Joseph Addison: English poet, essayist, and statesman. Addison is perhaps most well known as an essayist. He wrote for several publications including the Tatler, the Spectator, and the Guardian. He was appointed secretary of state in 1717 and resigned a year later.

Johann Sebastian Bach: German composer and organist. One of the greatest and most influential composers of the western world. Creating works in utilizing almost every musical form known in his period, he brought polyphonic baroque music to its peak. Married twice. He was first married to his cousin, Maria Barbara Bach, in 1707 and after her death he married Anna Magdalena Wulken in 1721. He had seven children with his first wife and thirteen with his second. He became music director of the church of St. Thomas in Leipzig in 1723 and remained in this position until his death in 1750.

Charles Churchill: English poet and satirist. Born in 1731 and became a clergryman in 1756. He resigned from this curacy and wrote his first poem in 1761, The Rosciad. He wrote several other works including The Prophecy of Famine, a political satire, and An Epistle to William Hogarth both in 1763.

William Congreve: Born in 1670. Studied law at Trinity College in Dublin. Wrote his first comedy at age 23 in 1693 titled, The Old Bachelor. One of his last plays, The Way of the World, has been regarded as one of the great comedies of the English language.

John Dryden: English poet, dramatist, and critic who frequented Will's coffee house. He first became known in London by his Heroic Stanzas written in 1659. He was elected to the Royal Society in 1662 and was married to Lady Elizabeth Howard the next year. In 1668 he became poet laureate.

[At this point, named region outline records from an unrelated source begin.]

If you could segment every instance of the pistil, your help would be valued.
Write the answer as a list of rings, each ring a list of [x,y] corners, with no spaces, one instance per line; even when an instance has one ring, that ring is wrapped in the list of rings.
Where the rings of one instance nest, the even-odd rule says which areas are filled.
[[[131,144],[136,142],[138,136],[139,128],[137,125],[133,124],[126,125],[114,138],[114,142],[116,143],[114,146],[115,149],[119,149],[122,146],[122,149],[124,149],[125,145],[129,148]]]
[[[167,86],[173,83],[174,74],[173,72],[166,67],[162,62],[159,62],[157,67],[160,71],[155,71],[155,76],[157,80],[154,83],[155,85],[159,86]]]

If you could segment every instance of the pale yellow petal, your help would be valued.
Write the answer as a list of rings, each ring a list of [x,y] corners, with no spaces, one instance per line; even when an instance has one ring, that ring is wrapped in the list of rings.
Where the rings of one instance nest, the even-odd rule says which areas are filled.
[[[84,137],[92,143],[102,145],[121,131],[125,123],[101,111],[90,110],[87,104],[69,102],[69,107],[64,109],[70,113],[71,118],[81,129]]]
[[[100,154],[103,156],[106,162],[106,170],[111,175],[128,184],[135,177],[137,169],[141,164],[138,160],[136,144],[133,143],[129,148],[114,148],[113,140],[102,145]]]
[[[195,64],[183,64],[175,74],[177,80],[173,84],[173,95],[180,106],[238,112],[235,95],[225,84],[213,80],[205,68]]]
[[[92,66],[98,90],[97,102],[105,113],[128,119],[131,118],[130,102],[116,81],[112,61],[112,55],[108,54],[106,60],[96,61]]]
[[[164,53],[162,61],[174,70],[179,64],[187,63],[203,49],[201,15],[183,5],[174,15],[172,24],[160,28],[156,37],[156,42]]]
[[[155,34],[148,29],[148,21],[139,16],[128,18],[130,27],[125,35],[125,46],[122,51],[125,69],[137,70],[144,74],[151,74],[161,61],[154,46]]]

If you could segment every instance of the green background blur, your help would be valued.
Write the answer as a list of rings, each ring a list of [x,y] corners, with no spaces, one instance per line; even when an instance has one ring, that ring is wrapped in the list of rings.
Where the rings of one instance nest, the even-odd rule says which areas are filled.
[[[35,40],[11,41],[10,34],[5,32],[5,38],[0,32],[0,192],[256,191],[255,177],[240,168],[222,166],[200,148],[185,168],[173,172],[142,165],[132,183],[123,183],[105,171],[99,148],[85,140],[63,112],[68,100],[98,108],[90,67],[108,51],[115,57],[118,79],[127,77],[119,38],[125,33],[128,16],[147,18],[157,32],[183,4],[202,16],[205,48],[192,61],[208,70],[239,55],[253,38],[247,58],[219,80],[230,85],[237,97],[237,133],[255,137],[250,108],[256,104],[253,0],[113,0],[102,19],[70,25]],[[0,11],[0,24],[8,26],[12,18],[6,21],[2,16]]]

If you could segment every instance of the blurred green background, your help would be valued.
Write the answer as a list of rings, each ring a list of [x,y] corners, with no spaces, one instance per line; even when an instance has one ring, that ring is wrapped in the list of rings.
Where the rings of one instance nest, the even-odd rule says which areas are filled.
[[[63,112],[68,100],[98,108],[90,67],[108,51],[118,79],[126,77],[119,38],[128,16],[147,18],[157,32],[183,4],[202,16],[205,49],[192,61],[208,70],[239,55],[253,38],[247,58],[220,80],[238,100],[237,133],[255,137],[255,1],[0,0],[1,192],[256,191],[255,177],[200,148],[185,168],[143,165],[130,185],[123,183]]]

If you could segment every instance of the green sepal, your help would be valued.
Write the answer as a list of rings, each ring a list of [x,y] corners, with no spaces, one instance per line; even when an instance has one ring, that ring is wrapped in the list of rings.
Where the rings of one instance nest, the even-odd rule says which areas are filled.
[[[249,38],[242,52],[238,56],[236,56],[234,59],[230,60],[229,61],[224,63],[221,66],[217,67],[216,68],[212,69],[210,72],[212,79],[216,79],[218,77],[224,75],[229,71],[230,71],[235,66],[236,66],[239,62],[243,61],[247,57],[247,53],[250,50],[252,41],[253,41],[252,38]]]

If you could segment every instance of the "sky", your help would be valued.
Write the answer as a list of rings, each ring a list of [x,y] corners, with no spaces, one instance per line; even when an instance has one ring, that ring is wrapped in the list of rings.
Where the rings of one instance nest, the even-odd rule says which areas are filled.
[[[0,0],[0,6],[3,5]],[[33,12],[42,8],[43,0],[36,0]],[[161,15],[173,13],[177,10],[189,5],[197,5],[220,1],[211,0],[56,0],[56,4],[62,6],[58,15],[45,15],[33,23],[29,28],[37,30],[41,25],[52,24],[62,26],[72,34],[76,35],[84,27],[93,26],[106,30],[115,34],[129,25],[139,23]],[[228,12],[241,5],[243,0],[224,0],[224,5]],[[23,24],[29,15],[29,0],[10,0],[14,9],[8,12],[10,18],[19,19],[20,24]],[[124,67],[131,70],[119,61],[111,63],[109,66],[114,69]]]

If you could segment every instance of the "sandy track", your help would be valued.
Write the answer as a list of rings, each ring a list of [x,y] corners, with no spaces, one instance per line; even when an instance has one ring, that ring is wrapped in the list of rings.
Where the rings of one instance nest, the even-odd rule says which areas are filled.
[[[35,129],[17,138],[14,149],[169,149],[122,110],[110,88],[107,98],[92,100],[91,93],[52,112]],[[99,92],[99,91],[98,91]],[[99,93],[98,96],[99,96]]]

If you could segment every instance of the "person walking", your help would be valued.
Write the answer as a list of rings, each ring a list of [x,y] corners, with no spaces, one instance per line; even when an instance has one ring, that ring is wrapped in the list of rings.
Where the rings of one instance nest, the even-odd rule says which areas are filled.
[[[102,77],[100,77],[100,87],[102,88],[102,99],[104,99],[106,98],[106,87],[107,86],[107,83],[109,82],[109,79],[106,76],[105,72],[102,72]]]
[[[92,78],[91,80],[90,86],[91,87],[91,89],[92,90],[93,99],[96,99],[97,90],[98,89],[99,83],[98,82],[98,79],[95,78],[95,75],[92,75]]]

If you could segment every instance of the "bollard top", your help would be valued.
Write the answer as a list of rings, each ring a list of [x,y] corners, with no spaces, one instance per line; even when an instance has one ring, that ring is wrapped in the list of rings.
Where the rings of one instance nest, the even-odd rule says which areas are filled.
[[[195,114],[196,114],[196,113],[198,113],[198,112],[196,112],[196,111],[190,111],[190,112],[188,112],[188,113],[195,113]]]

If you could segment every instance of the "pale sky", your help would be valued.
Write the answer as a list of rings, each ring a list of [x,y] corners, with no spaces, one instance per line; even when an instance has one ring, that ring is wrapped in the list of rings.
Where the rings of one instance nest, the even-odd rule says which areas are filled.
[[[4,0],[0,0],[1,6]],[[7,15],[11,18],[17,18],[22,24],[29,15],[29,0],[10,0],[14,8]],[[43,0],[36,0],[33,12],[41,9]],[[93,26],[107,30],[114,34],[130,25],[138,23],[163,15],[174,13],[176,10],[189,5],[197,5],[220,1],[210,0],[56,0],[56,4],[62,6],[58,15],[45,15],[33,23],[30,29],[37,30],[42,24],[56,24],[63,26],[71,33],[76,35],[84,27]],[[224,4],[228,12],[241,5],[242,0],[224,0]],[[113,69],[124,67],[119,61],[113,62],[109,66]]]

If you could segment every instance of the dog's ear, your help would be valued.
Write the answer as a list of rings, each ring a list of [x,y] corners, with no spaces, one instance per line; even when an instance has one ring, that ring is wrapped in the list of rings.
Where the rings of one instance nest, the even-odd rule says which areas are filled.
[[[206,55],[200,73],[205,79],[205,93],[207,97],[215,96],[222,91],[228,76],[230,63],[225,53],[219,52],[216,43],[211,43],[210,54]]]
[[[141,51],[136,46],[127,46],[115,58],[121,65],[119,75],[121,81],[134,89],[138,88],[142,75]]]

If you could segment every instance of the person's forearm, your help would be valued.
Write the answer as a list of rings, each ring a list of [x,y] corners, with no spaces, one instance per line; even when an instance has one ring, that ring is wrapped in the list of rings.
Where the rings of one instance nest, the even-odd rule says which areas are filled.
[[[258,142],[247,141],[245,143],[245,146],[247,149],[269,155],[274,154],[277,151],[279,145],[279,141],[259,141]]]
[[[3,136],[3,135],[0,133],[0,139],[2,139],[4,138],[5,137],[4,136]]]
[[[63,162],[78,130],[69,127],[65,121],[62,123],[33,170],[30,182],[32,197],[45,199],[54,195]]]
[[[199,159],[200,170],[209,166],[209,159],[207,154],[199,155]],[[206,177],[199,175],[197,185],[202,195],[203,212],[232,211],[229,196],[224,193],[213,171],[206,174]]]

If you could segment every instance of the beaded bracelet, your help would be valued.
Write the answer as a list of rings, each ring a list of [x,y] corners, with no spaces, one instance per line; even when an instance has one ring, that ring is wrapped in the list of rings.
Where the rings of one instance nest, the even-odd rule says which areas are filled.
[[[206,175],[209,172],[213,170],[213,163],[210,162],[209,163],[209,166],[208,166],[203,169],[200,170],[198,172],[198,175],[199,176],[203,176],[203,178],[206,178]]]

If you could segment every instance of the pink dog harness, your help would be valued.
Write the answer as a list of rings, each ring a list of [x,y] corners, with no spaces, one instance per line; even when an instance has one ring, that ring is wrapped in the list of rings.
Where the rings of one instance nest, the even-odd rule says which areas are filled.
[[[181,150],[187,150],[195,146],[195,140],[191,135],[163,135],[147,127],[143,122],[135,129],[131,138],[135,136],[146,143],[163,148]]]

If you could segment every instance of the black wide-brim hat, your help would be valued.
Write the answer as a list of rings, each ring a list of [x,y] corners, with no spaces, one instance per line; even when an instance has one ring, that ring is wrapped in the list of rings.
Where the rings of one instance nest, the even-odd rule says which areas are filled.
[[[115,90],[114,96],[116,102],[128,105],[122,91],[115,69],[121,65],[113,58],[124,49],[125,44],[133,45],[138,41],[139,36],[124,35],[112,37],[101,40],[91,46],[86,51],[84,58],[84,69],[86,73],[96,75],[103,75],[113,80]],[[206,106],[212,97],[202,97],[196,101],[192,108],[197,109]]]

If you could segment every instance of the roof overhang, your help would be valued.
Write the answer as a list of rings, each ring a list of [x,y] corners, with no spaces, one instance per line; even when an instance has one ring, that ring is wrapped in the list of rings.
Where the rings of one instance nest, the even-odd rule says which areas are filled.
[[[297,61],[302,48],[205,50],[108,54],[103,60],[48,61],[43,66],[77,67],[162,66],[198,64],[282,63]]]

Henry Fielding: English novelist and dramatist. Born to a distinguished English familly in 1707. He wrote his most notable play, Tom Thumb, in 1730. He also wrote two satires, Pasquin and The Historical Register, that attacked the Walpole government. It is said that these plays are perhaps the reason for the Licensing Act of 1737, and act that set up a censorship of the stage. This act ended his career as a dramatist and he began writing novels. His first novel, Joseph Andrews, written in 1742.

Oliver Goldsmith: Born in 1730 to an Irish clergyman. Graduated from Trinity College in Dublin in 1749. Settled in London in 1756 after an unsuccessful career as a physician. Became known after writing his satiriscal essay series, Enquiry into the Present State of Polite Learning in Europe in 1762. However, he is perhaps most well known by his two comedies, The Good-natur'd Man written in 1768 and She Stoops to Conquer written in 1773, and by his only novel, The Vicar of Wakefield written in 1766. Good friends with Samuel Johnson.

William Hogarth: English painter, satirist, engraver, and art theorist who made his first notable work in 1732. This series of morality pictures entitled, The Harlot's Progress, was just one example of several satirical pieces that he created through out his lifetime. Examples of his work can be seen in England, in New York City's Metropolitan Museum and the Frick Collection.

Alexander Pope: Born in London in1688 and died in 1744. Friends with several other literary talents such as William Wycherley, William Walsh, Joseph Addison, and Jonathan Swift. He was also a member of the Tory party. Known as the greatest poet of the 18th century and the greatest verse satirist in English.

Jonathan Swift: Born in 1667. English author known as one of the greatest satirists in the English language. Was a member of the Whig party until the party demonstrated unfriendliness to the Anglican Church. Became a member of the Tory party in 1710 and became editor of the Tory Examiner for a year. Formed the Scriblerus Club, a literary club, with Alexander Pope, John Arbuthnot, and John Gay in 1713. His most notable work, Gulliver's Travels, was written in 1726.